Sunday 8 November 2015

Spectre (2015) | Film Review


Spectre, dir. Sam Mendes, scr. John Logan, Neal Purvis, Robert Wade, Jez Butterworth, st. Daniel Craig, Christoph Waltz, Léa Seydoux, Ben Wishaw, Naomie Harris, Monica Bellucci, Ralph Fiennes

It's not unfair to say that Daniel Craig's four outings as the eponymous Double-O agent have been nothing if a little uneven. Martin Campbell's 2006 Casino Royale (for my money, still the best in the franchise) introduced a grittier, blonder Bond - a welcome relief after Pierce Brosnan's joyless sojourn, while in 2008, Marc Forster gave us a ropey sequel in the unwieldly-titled Quantum Of Solace, complete with the super-misjudged, migraine-of-a-theme-song Another Way To Die. Theatre director Sam Mendes took on Skyfall in 2010 with a superb little narrative that dove into Bond's backstory, but this year's Spectre, the film he instinctively balked at making, brings Craig's stint once more crashing to the ground with all the fiery ferocity of an obliterated Ken Adams set.

It's not that Spectre is boring per-se, although at two-and-a-half hours it certainly tests the franchise's formula for succinct storytelling, but it's just that there's an awful lot of waiting around for something to happen that isn't illogical, misogynistic, kinetically hollow, or just plain unexciting. An early opening tracking shot set amidst the throng of a busy Mexican street celebrating the Día de Muertos establishes cinematographer Hoyte van Hoytema (who lensed Christopher Nolan's Interstellar last year) and his skill with a tightly choreographed camera, but this gives way to a tedious and strangely unimmersive back-of-a-helicopter punch-up that feels like an unnecessary and unsubtle nod to the past. If this is to be Craig's last, it's a funny kind of send-off. Unfortunately, Spectre is hell-bent on these kinds of call-backs; there's a villain, a shadowy criminal organisation (based in a suitably unsuitable and remote location), evil staff that hunch over computer terminals doing... stuff, a fluffy white cat, expository dialogue for the benefit of no one but the audience... it goes on. In one scene, Bond forces himself on the grieving widow of an assassin whose funeral they both attended literally hours before. Like with Skyfall's Séverine, whom Bond identifies as a former victim of child sexual-trafficking before sleeping with her, it's near-unpalatable. Granted, Bond's capacity to exploit those around him in order to facilitate his endgame has always been something that's made the character unsettlingly compelling, but without the context and benefit of an intelligently-authored scene, it just feels grubby. 

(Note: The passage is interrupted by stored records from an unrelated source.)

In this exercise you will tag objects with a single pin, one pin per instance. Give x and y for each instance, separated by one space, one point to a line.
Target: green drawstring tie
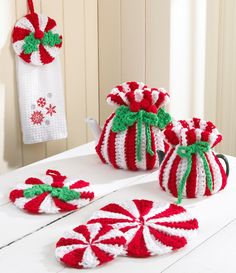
64 193
199 147
125 118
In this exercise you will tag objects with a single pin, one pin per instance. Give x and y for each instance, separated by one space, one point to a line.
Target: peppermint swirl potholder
89 246
52 194
36 39
150 228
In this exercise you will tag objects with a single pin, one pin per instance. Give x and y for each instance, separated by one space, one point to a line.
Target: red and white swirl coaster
150 228
89 246
52 194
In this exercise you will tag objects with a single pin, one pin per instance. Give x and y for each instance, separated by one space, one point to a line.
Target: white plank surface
35 252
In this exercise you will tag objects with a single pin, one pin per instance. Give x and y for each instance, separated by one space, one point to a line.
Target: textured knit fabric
51 194
36 39
132 135
89 246
37 44
150 228
202 169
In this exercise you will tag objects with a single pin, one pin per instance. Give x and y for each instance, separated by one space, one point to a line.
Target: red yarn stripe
189 224
151 159
192 179
207 191
45 57
101 140
34 204
143 206
222 171
173 241
25 57
83 229
130 148
50 24
34 20
69 241
74 258
172 185
117 209
137 246
63 206
103 230
31 6
172 210
33 181
101 255
15 194
19 34
79 184
163 166
111 148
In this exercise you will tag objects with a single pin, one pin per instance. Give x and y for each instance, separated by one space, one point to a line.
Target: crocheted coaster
89 246
36 39
52 194
149 228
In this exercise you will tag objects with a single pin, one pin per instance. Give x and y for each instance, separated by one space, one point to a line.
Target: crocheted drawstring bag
191 168
131 137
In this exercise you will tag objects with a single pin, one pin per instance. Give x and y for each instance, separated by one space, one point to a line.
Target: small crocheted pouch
89 246
132 137
150 228
51 194
191 168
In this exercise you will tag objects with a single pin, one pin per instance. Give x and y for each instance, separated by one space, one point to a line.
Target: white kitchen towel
41 101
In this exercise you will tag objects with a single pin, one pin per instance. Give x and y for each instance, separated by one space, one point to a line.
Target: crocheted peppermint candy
52 194
191 168
36 39
150 228
131 137
89 246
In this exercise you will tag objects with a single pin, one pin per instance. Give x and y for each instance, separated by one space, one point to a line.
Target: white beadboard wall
107 42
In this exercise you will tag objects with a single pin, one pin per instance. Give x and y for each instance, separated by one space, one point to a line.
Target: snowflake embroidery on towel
37 117
41 102
51 110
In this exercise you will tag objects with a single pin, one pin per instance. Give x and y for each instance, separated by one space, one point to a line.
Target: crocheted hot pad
88 246
149 228
55 193
36 39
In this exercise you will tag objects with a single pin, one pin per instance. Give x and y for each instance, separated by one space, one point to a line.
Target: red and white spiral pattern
30 24
173 167
89 246
45 203
150 228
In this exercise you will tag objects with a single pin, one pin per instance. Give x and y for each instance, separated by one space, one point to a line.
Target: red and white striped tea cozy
191 168
89 246
36 39
52 194
150 228
131 137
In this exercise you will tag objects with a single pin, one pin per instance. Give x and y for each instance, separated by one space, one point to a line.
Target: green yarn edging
125 118
32 44
199 147
64 193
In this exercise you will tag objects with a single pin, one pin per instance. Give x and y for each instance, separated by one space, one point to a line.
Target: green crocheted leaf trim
32 44
64 193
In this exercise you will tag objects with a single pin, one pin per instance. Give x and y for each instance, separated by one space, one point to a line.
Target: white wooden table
27 242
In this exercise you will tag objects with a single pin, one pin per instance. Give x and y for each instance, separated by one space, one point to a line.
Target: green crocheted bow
64 193
200 147
125 118
49 39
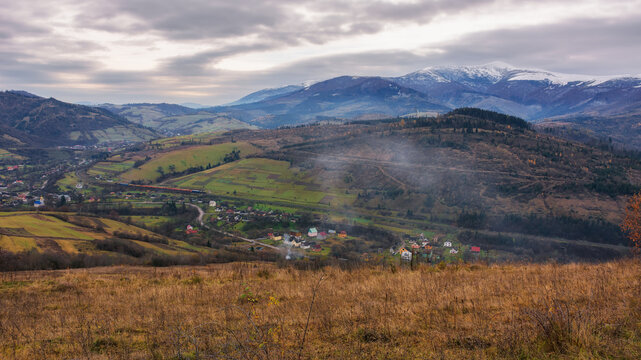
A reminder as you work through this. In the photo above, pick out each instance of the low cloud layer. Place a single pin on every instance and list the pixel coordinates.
(216, 51)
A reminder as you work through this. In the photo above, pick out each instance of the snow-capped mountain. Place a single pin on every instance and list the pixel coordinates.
(532, 94)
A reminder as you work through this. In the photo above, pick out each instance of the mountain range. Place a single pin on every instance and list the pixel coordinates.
(597, 107)
(33, 121)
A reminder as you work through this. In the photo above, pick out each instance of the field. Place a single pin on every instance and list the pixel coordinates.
(201, 122)
(260, 311)
(264, 180)
(186, 158)
(68, 182)
(68, 233)
(109, 168)
(6, 155)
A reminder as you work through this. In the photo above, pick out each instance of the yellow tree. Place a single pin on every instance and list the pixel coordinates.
(631, 225)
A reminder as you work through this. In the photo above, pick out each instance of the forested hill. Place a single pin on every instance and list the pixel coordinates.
(32, 121)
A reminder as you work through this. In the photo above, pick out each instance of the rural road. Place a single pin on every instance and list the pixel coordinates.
(201, 214)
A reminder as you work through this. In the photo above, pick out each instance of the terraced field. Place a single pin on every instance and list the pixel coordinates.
(23, 231)
(264, 179)
(185, 158)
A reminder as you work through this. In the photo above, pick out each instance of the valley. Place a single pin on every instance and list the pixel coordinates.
(466, 178)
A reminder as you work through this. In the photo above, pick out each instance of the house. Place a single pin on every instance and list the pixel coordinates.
(406, 255)
(39, 202)
(190, 230)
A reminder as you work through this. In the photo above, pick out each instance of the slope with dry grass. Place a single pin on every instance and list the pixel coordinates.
(260, 311)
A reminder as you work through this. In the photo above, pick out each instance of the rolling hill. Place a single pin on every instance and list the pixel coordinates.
(27, 120)
(174, 119)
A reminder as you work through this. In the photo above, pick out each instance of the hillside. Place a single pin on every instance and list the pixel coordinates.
(532, 94)
(345, 97)
(261, 311)
(175, 119)
(44, 239)
(479, 177)
(32, 121)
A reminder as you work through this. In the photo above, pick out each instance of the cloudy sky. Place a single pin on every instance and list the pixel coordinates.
(215, 51)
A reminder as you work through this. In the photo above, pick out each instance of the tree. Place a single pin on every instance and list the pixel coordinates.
(631, 225)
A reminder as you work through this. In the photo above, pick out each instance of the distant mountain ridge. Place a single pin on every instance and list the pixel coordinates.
(33, 121)
(607, 105)
(173, 119)
(528, 93)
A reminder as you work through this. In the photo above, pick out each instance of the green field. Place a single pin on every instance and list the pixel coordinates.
(264, 180)
(109, 168)
(149, 220)
(68, 182)
(23, 231)
(185, 158)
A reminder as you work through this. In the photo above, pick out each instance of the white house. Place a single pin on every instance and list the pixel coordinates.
(39, 202)
(406, 255)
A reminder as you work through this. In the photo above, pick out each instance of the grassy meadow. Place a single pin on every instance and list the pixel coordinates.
(266, 180)
(261, 311)
(185, 158)
(72, 234)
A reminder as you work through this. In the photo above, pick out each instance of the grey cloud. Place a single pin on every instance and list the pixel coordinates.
(590, 46)
(276, 20)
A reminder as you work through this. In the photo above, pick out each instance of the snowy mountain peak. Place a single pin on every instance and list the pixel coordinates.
(492, 72)
(496, 71)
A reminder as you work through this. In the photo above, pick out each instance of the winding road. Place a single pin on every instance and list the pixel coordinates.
(201, 214)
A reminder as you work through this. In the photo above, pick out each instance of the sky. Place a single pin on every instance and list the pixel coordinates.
(215, 51)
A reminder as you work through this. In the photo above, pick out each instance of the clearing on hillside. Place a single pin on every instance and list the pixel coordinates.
(183, 159)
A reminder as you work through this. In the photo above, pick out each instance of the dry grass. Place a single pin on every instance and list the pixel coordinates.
(259, 311)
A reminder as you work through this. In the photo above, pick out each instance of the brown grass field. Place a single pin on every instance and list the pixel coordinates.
(261, 311)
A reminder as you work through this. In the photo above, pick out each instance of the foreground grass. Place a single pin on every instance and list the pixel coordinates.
(255, 311)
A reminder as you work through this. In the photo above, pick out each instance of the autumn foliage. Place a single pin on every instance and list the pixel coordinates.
(631, 225)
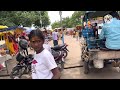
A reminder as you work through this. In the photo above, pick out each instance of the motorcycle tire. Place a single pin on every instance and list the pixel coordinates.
(16, 73)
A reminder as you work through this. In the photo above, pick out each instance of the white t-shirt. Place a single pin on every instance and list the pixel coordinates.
(42, 65)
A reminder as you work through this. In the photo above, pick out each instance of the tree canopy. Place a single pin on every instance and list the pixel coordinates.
(70, 22)
(25, 18)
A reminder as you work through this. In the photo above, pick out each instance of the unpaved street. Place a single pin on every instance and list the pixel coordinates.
(73, 59)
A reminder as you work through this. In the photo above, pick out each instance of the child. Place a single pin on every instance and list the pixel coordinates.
(43, 65)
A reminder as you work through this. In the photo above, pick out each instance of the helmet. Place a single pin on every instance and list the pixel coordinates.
(108, 18)
(23, 44)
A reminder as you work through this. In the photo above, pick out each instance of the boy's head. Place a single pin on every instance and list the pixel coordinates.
(36, 38)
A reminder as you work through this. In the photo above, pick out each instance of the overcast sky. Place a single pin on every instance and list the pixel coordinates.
(54, 15)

As the plot lurches from locale to incoherent plot-point (Christoph Waltz's Oberhauser introduces himself as the author of all Bond's previous pain, but not how, or to what end) there's a rather painful realisation as to what Spectre actually is - a celebratory traipse down memory lane that does nothing to advance Bond's character and motivation that films like Casino Royale and Skyfall took such great pains to establish. Even his relationship with Seydoux's Madeleine Swann, ostensibly billed and forged as some great romance, has but a fraction of the chemistry of the kind between Bond and Vesper Lynd, and yet we are asked to place some kind of swooning faith in the couple come the film's end despite being granted nothing in the way of a plausible character arc between them.

At its best, Spectre is a stylish and handsome-looking film, at its worst, an ungainly, and embarrassingly reductive entry into the canon. What inherently makes Bond Bond is undoubtedly a fascinating question, and I refuse to believe that the character can't change with the times whilst retaining the essence of who he is. Hollywood is littered with fascinating anti-heroes after all. But on the evidence here, Bond deserves to take some much-earned extended leave and soul-searching, before inevitably returning in his new incarnation that evolves rather than devolves.